A recently released paper in the Proceedings of the National Academy of Sciences (PNAS), “The Role of Mother's Genes and Environment in Postpartum Depression,” explores the interplay between genes and environment when determining whether a mother is at high or low risk for postpartum depression. Daniel Notterman, vice dean for research at Penn State College of Medicine, was part of a multiuniversity team including Princeton, Columbia and University of York (UK) that conducted the study.

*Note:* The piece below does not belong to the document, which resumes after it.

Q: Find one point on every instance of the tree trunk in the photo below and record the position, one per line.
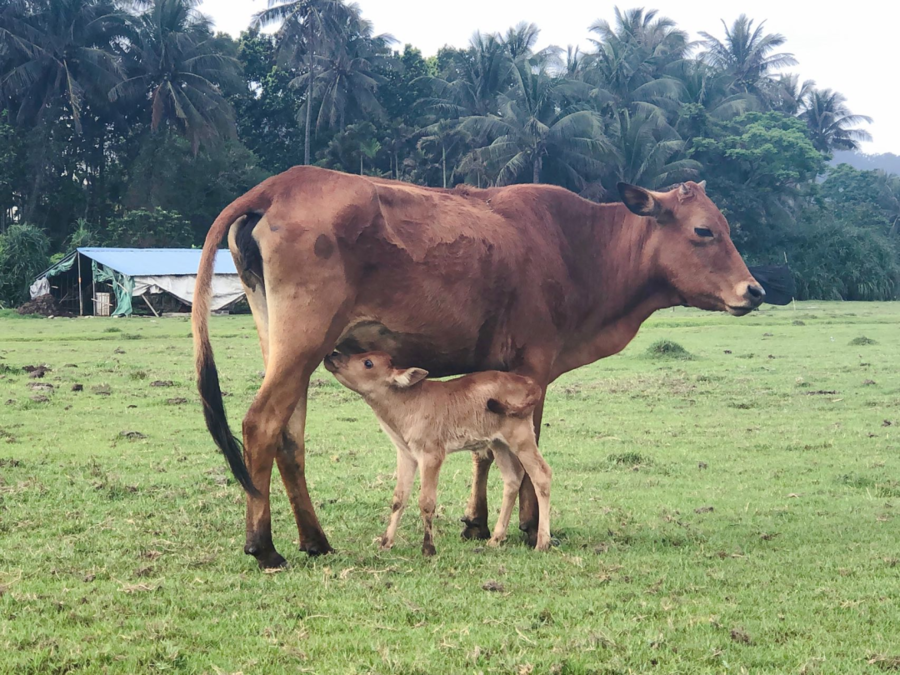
(309, 90)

As part of the continuing Fragile Families and Child Wellbeing Study, launched in 1997, researchers examined the DNA of more than 1,200 mothers. The authors specifically examined two genetic markers — 5-HTTLPR and Stin2 — that have been linked to risk of depression. These data were then examined against whether or not the mother was depressed in the first year of her child’s life and her level of education — with low levels of education being a proxy for a negative environment and higher levels for a positive one.
While postpartum depression affected less than a quarter — 17 percent — of those sampled, the rates varied depending on whether the mother carried specific variants of a gene associated with biological sensitivity to her environment and her level of education.
Not surprisingly, mothers with genetic markers that made them more sensitive to their environment were more likely than other new mothers to become depressed if they were in a negative environment (i.e. low level of education).
Mothers without these markers looked the same across the education spectrum, with rates of depression the same regardless of environment. For these mothers, environment did not seem to have much of an impact.
However, when a mother with the “sensitive” markers was in a positive environment (i.e. high level of education) she was actually less likely to become depressed than all other mothers, including those without the environmentally sensitive genetic markers.
Thus, the term “depression gene” is not quite right. In fact, the genetic markers previously linked with depression actually are signaling a more environmentally sensitive genetic makeup. This results in mothers with the sensitive genetic makeup actually being better off than other mothers in a positive environment, but worse off than others in harsher environments.